The point is that I’m a believer. I’m not sure if it’s my open mind or my writer’s imagination or some combination of the two, but when the hair stands up on the back of my neck, I listen. And I can guarantee you that I would not be the chick trying to make my dramatic escape from the ax-wielding maniac while in my high heels if I was a character in a horror movie. I’m not an amateur, you know.
So when I found myself waiting for my boyfriend to come home because my key wouldn’t let me unlock the front door, my first thought (naturally) was that the house was possessed and the evil spirit residing in the home we shared with my future brother-in-law just didn’t want me there. This line of thinking was only reinforced when my boyfriend came home, laughed at me because he thought I had forgotten my house key, and quickly unlocked the door. I let it go the first time it happened, hoping it had just been a fluke, but the next day I found myself on the front porch again furiously trying to make the key work before I had to explain to anyone outside of my own head that I was afraid we were going to have to call in a priest.

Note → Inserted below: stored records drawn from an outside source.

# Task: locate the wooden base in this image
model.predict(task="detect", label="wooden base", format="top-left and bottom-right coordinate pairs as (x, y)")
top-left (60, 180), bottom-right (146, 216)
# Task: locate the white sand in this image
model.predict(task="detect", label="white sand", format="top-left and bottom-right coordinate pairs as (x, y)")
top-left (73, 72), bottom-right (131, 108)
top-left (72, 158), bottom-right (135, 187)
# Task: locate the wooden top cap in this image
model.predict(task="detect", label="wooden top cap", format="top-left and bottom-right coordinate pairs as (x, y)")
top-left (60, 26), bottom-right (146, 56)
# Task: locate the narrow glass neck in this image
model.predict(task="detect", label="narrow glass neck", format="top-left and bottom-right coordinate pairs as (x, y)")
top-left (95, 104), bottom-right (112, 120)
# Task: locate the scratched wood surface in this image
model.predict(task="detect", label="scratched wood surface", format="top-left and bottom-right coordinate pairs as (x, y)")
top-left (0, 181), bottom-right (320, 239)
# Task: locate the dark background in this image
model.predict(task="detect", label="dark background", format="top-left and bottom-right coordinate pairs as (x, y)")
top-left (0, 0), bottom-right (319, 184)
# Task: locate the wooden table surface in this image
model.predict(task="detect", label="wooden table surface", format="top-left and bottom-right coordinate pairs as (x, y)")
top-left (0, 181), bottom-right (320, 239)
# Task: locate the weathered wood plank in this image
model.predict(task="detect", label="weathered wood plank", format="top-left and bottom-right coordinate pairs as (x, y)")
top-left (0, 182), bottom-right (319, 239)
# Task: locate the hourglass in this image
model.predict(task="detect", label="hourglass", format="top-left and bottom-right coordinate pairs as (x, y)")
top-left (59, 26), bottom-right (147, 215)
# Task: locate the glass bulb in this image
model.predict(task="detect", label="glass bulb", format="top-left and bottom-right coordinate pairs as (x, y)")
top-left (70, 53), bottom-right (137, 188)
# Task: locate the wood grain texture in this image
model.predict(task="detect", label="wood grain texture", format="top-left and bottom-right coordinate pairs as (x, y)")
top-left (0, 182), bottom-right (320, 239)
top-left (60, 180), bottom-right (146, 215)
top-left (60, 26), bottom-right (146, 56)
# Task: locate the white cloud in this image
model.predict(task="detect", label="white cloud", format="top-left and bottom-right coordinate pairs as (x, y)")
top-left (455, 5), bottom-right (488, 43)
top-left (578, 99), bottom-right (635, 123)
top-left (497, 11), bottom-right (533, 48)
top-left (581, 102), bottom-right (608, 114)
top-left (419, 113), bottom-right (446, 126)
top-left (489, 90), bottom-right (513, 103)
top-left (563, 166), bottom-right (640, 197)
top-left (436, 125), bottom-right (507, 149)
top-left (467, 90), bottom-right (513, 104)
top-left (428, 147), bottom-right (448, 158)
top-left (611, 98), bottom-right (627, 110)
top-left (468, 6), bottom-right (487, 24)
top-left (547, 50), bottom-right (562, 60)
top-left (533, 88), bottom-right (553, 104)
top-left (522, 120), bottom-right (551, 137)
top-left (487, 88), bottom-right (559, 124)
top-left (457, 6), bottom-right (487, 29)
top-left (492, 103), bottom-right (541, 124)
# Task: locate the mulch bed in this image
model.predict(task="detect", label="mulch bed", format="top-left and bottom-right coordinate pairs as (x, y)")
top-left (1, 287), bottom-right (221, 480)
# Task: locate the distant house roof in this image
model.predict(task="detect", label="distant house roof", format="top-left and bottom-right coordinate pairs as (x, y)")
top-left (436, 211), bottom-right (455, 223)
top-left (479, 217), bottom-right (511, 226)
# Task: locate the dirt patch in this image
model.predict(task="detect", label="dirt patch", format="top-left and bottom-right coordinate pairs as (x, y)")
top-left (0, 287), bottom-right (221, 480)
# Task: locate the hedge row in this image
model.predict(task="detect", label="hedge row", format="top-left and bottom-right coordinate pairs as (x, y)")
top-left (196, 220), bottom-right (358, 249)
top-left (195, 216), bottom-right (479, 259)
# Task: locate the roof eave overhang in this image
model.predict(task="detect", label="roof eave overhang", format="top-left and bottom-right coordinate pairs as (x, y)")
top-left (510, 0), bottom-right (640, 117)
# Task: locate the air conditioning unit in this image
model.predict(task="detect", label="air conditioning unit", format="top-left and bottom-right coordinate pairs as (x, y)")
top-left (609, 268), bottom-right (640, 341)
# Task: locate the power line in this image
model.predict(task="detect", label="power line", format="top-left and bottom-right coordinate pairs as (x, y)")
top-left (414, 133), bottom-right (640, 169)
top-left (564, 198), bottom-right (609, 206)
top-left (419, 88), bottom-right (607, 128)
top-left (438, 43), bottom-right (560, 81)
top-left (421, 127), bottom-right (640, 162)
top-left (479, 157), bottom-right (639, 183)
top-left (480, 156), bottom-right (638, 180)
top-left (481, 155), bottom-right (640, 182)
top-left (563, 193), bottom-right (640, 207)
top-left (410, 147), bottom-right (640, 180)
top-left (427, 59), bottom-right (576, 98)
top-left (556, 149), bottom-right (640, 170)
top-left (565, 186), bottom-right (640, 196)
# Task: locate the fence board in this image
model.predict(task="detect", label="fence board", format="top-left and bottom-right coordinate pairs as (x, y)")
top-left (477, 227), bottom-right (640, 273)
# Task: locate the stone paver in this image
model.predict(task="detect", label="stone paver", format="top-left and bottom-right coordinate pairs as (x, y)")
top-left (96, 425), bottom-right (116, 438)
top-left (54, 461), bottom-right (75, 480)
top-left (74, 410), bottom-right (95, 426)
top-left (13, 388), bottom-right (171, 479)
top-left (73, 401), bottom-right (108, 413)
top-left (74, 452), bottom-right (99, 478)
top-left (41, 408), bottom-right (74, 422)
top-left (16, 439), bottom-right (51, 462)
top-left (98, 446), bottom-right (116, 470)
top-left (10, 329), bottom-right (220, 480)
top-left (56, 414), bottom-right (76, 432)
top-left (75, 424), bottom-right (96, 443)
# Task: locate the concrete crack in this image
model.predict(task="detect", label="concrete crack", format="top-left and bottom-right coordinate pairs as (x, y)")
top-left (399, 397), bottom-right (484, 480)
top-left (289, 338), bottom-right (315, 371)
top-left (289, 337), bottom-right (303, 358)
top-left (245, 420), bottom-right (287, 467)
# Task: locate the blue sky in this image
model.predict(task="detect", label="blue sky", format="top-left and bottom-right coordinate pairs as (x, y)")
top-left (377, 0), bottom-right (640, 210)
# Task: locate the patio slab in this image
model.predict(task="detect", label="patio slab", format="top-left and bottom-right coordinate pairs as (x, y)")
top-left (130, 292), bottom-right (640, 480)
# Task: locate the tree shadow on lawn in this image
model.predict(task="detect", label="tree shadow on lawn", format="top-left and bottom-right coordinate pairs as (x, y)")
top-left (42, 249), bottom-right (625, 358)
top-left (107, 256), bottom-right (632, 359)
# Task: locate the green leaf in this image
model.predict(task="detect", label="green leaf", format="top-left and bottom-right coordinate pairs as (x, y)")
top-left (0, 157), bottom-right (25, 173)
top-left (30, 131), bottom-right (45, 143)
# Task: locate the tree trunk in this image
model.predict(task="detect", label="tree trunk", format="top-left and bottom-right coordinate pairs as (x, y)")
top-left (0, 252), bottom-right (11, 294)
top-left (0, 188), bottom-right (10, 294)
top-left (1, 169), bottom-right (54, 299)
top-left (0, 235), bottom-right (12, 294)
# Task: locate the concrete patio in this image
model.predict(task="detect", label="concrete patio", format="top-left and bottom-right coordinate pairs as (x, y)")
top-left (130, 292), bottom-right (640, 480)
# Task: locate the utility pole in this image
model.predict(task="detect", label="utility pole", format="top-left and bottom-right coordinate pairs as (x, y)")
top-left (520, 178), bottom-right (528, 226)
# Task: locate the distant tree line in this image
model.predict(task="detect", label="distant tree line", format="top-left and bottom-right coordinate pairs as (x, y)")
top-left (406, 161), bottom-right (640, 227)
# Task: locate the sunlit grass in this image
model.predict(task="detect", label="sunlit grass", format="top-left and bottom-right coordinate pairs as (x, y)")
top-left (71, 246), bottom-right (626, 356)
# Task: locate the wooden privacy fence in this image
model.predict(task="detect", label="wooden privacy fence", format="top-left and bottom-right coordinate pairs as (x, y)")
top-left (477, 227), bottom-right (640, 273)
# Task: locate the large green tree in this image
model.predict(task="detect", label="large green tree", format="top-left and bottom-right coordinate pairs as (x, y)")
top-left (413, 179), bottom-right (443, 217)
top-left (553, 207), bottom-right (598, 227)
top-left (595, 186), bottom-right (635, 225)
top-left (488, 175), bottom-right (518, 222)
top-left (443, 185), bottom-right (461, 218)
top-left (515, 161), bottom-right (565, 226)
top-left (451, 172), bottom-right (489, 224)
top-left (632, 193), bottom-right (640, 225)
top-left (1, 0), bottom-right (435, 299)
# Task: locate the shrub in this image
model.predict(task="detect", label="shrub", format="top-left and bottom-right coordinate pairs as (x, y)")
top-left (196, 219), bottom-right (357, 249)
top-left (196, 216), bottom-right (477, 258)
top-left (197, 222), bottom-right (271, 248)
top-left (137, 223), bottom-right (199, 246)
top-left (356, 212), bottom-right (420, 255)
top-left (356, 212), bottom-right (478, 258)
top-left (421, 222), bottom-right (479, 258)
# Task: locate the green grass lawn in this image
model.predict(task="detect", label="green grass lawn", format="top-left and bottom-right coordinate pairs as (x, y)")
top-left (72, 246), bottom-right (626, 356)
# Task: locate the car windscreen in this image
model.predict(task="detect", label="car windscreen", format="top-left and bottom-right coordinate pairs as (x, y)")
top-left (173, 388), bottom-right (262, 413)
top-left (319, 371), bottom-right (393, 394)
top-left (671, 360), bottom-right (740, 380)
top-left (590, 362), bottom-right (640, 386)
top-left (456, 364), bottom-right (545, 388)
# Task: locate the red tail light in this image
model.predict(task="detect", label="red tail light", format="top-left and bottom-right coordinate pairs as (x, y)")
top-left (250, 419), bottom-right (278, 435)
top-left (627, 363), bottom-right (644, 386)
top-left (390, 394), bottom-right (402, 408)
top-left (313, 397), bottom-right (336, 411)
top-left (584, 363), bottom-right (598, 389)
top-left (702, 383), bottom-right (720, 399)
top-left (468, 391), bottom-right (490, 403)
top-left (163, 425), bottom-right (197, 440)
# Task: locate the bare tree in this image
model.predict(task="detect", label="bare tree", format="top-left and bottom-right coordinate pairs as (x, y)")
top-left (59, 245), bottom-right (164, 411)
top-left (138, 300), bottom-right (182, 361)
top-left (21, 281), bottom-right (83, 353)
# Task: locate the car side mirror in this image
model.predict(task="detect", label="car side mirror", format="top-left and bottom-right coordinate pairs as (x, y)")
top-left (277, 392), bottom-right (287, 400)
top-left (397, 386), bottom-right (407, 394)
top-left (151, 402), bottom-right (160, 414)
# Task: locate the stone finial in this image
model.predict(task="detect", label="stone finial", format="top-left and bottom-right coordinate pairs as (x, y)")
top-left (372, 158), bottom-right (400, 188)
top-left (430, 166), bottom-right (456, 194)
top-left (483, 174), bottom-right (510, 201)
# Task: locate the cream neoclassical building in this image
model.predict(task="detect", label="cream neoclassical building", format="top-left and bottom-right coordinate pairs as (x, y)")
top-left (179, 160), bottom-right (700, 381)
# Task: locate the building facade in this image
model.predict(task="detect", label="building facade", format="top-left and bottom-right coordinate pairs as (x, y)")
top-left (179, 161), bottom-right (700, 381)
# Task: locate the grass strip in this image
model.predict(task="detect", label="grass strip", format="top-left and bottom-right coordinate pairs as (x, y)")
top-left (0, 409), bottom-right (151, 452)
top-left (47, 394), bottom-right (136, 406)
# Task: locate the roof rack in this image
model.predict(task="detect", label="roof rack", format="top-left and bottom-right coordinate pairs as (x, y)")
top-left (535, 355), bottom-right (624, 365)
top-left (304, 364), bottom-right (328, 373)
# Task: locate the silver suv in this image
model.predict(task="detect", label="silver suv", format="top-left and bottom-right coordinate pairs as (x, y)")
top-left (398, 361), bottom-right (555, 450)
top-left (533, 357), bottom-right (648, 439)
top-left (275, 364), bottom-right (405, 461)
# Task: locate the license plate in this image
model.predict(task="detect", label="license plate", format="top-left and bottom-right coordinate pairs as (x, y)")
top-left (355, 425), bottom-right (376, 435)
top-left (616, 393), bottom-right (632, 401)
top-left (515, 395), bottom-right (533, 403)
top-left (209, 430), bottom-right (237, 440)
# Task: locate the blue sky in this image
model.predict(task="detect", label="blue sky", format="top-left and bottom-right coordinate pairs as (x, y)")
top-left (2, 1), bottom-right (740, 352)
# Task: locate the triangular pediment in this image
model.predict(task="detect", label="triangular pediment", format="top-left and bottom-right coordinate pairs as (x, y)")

This time, my boyfriend’s brother rescued me as he let us both in upon his arrival from work. Obviously, the evil spirit in residence only had a problem with me. I was relieved. That meant no one else was in danger.
I was jumpy and hyper vigilant when home alone, always waiting for something to reach out in the darkness. I tried convincing myself it was just new house nervousness. I hadn’t even familiarized myself with the layout enough to not walk into a wall on the way to the bathroom at night yet, so maybe I was just over-reacting? But this theory fell by the wayside as I stood in the bathroom one night, drying off after a hot shower. At first I thought I was imagining things. I wasn’t really seeing letters forming in the steamy mirror, was I? I froze. I may have blinked a few times. And when I opened my eyes the last time, I almost screamed.
“Get Out,” was now clearly written on the mirror. I ran, naked and terrified, across the hall and into the room to wake up my sleeping boyfriend to tell him we had to move and we had to move now before anything terrible happened. I told him that something didn’t want me there and wouldn’t let my key unlock the door there was something evil here and to go look at the mirror. So he did.
And that’s when he started to laugh.
“You need to come see this,” he choked out when he could speak again. I found him in front of the mirror where the words “When you get out of the shower, please make sure to clean up after yourself,” greeted me on the mirror. It had been a household reminder from his brother, written in dry-erase marker and wiped off with a napkin. Obviously, not well enough. The residue from the marker had blocked the condensation from forming where the letters had been, allowing the words to slowly reappear as if written by invisible fingers.
“But..but…how do you explain the key? Something doesn’t want me here!” I insisted.
He didn’t answer. My boyfriend simply grabbed my hand, led me into the bedroom, and handed me the shiny new key he had left for me on the dresser that I had forgotten to put on my key ring.